「ねーねー、何かお手伝いすることある?」と、最近よく私に子どもたちが聞いてきてくれます。これはどういうことかといいますと、私がよく年長児に色んなお願い事、頼みごとをするのです。年少児のお世話役、紙のコピーのお使い、廃材の補充、色鉛筆の削り、絵本の棚の整理整頓などなど・・・
元々は保育士がやっているところを子どもたちが「何してるの〜?」と見にきて、「私もやりたーい」とお手伝いしてくれたのがきっかけでした。主に年長児が手伝ってくれるのですが、4月の年長になりたての頃は、「ちょっとそこに落ちてるの拾ってくれる?」とお願いしても「私(僕)、やってない」と返事が返ってくることが多かったのです。ある時、Aくんが「僕が拾ってあげるよ」たまたまそばにいて拾ってくれました。私は「ありがとうね」とお礼を言いました。その日の帰りの会でみんなに話しAくんのことを話しました。私が本当に嬉しかったことを改めてみんなの前で伝えました。
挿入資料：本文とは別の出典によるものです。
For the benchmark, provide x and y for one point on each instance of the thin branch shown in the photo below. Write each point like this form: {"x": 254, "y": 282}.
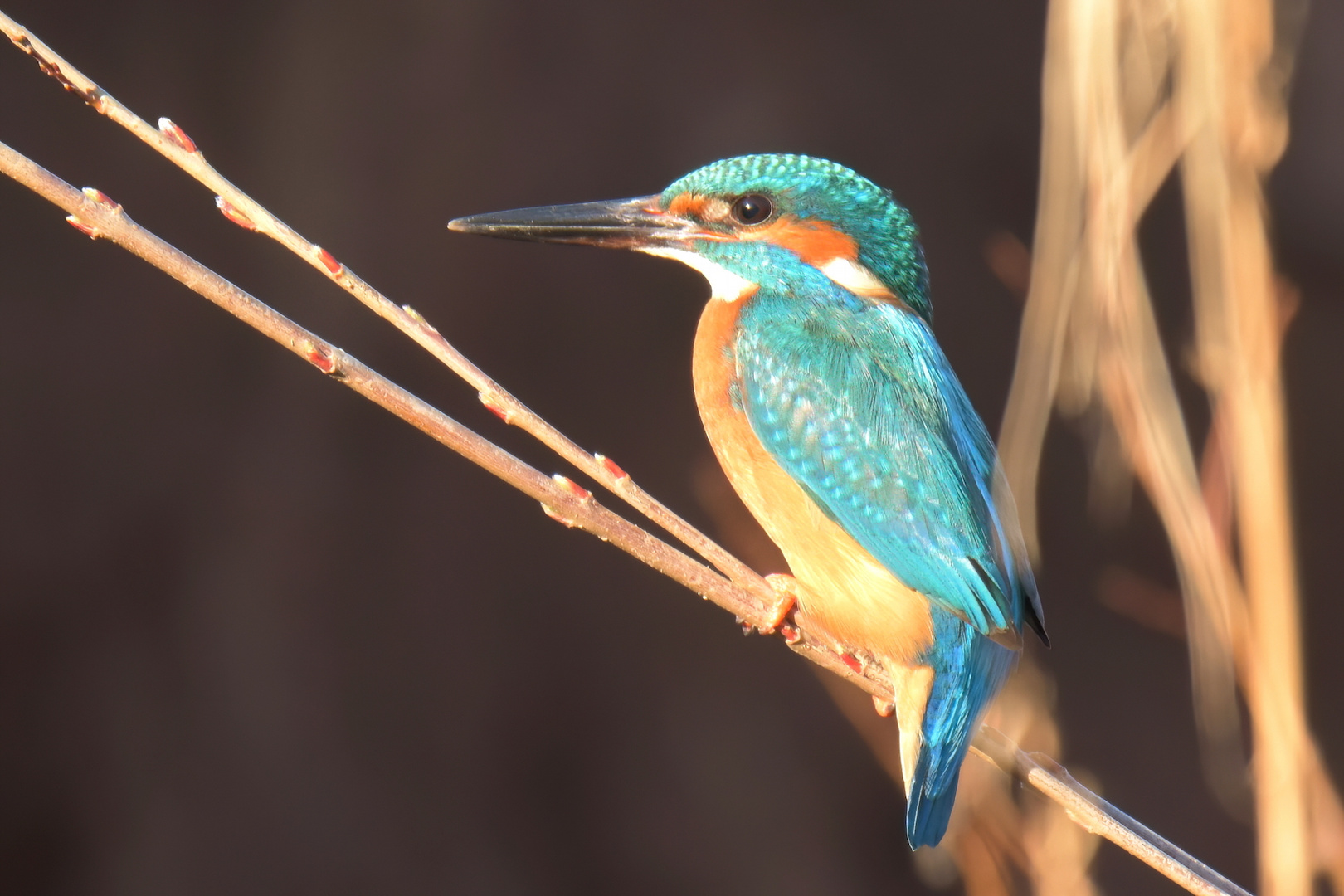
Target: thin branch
{"x": 1099, "y": 817}
{"x": 173, "y": 144}
{"x": 95, "y": 214}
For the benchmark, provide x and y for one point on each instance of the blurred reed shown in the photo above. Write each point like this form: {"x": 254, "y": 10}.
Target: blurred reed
{"x": 1132, "y": 91}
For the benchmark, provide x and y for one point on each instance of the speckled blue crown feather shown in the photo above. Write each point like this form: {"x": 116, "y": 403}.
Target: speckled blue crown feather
{"x": 808, "y": 187}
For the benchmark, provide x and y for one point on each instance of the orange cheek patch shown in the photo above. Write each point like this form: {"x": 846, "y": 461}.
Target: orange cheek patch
{"x": 815, "y": 242}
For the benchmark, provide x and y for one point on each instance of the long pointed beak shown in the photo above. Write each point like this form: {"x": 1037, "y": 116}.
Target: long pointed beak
{"x": 624, "y": 223}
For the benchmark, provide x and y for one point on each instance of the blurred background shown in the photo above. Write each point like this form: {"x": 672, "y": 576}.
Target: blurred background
{"x": 258, "y": 635}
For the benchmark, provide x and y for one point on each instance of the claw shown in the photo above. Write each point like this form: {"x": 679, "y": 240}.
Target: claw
{"x": 786, "y": 592}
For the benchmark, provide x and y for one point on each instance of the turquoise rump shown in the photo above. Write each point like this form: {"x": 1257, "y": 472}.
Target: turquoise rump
{"x": 840, "y": 422}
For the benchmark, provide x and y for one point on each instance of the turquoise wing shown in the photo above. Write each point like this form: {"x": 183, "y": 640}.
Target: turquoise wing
{"x": 858, "y": 403}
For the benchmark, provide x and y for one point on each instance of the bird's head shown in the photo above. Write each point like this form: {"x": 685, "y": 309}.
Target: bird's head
{"x": 750, "y": 221}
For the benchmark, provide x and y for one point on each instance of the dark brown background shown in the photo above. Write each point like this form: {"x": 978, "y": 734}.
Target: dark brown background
{"x": 257, "y": 635}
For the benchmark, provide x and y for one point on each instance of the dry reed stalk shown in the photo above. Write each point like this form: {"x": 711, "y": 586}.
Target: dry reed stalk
{"x": 1113, "y": 129}
{"x": 563, "y": 500}
{"x": 241, "y": 208}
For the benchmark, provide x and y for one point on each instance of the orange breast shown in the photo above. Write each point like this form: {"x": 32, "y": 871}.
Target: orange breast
{"x": 841, "y": 585}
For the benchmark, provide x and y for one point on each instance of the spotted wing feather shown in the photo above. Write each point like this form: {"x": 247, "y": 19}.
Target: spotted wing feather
{"x": 859, "y": 405}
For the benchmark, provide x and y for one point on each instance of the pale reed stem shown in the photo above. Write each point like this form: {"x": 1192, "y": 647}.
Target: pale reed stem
{"x": 241, "y": 208}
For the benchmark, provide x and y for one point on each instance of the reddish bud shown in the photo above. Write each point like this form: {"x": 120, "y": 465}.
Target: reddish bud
{"x": 611, "y": 466}
{"x": 325, "y": 258}
{"x": 572, "y": 486}
{"x": 177, "y": 134}
{"x": 88, "y": 230}
{"x": 498, "y": 410}
{"x": 319, "y": 358}
{"x": 229, "y": 212}
{"x": 101, "y": 197}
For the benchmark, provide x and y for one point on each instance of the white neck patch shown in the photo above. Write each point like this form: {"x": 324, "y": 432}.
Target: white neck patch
{"x": 855, "y": 277}
{"x": 723, "y": 284}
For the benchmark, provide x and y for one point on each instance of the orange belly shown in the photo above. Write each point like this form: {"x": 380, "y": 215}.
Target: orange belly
{"x": 843, "y": 586}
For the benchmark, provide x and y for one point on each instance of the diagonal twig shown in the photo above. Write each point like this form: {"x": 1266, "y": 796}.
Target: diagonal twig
{"x": 95, "y": 214}
{"x": 177, "y": 147}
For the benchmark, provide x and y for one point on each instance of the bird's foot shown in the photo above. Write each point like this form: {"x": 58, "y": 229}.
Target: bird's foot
{"x": 786, "y": 590}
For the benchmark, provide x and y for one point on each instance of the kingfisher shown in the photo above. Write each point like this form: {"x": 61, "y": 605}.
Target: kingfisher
{"x": 840, "y": 423}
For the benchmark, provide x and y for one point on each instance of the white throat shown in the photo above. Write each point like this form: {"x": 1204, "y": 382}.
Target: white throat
{"x": 723, "y": 284}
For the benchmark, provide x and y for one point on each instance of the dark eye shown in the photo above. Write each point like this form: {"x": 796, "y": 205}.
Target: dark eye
{"x": 752, "y": 210}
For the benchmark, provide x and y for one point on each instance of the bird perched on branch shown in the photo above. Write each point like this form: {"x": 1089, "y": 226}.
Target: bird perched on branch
{"x": 839, "y": 421}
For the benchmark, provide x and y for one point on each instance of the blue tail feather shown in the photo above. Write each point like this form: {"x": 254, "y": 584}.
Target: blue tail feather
{"x": 968, "y": 672}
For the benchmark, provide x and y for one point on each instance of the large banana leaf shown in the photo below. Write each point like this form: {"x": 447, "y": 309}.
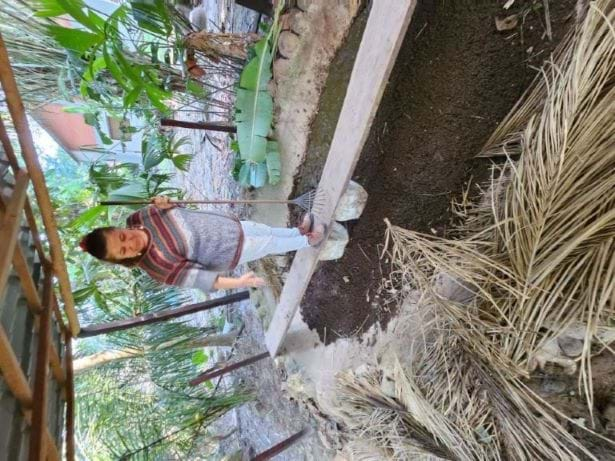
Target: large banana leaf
{"x": 254, "y": 113}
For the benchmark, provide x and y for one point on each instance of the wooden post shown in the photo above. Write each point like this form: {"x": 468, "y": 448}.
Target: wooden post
{"x": 70, "y": 400}
{"x": 384, "y": 33}
{"x": 222, "y": 371}
{"x": 38, "y": 447}
{"x": 153, "y": 317}
{"x": 260, "y": 6}
{"x": 210, "y": 126}
{"x": 10, "y": 155}
{"x": 9, "y": 227}
{"x": 28, "y": 152}
{"x": 282, "y": 446}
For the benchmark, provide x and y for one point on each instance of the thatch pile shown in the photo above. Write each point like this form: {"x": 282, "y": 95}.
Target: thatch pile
{"x": 535, "y": 258}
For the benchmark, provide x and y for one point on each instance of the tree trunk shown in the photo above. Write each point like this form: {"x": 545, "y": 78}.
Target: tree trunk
{"x": 216, "y": 45}
{"x": 260, "y": 6}
{"x": 103, "y": 358}
{"x": 154, "y": 317}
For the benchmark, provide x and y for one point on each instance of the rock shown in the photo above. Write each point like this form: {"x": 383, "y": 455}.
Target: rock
{"x": 336, "y": 243}
{"x": 507, "y": 23}
{"x": 571, "y": 347}
{"x": 552, "y": 386}
{"x": 281, "y": 69}
{"x": 352, "y": 203}
{"x": 198, "y": 17}
{"x": 288, "y": 44}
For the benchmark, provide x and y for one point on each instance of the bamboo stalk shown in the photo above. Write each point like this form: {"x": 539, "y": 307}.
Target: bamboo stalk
{"x": 154, "y": 317}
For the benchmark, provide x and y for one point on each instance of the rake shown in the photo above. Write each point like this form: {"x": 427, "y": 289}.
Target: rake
{"x": 305, "y": 201}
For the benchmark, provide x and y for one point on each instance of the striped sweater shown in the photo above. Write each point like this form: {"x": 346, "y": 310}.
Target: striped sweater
{"x": 188, "y": 248}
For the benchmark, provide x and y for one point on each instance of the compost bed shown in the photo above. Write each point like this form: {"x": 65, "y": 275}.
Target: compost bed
{"x": 455, "y": 79}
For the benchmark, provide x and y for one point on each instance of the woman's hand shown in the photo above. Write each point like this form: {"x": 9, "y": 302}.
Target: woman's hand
{"x": 248, "y": 280}
{"x": 161, "y": 202}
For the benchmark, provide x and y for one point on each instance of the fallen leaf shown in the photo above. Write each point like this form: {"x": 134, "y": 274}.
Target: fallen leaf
{"x": 507, "y": 23}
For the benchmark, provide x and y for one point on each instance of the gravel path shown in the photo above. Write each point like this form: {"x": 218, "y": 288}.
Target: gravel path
{"x": 271, "y": 417}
すると、次の日。何もお願いしていなかったのに、Bくんが「おままごとが汚かったから片付けておいたよ」と教えてくれました。その日の帰りの会に今度はBくんの話しをしました。
こうして、段々と「僕やってない」という言葉は減っていきました。
保育所保育指針の中の「育みたい資質・能力」の中で、”心情、意欲、態度が育つ中で、よりよい生活を営もうとする力、学びに向かう力、人間性等”と書いてあります。保育園というみんながいる集団生活の場では、いろんな人がいます。そして、様々なことが起きます。その中で、みんながみんな自分だけのことを考えて行動していたら、生活が成り立ちません。生活を成り立たせる為に、ある程度のきまり、ルールを作り、それを守っていくことでみんなが生活していくことができます。ですが、みんながきまりやルールだけを守っていればいいのかというとそうではないと思います。「僕、やってない」がまさにそれで、確かにあなたはやっていないけれど、それでいいの?と思わず尋ねてみたくなります。よりよい生活を営む為には、”自分が自分が”ではなく、”誰かの為に”という気持ちが大切です。簡単そうで、とても難しい話だと思います。難しいけれど、子どもたちは誰かの為に力を出すことが本能的にできるのです。自分より小さい子にお世話する姿がまさにそれだと思います。
子どもたちにお手伝いをお願いすると嬉しそうに、張り切って頑張ってくれます。誰かの為に力を出すことの喜びを知るということは、人間としてとても大事なことですよね。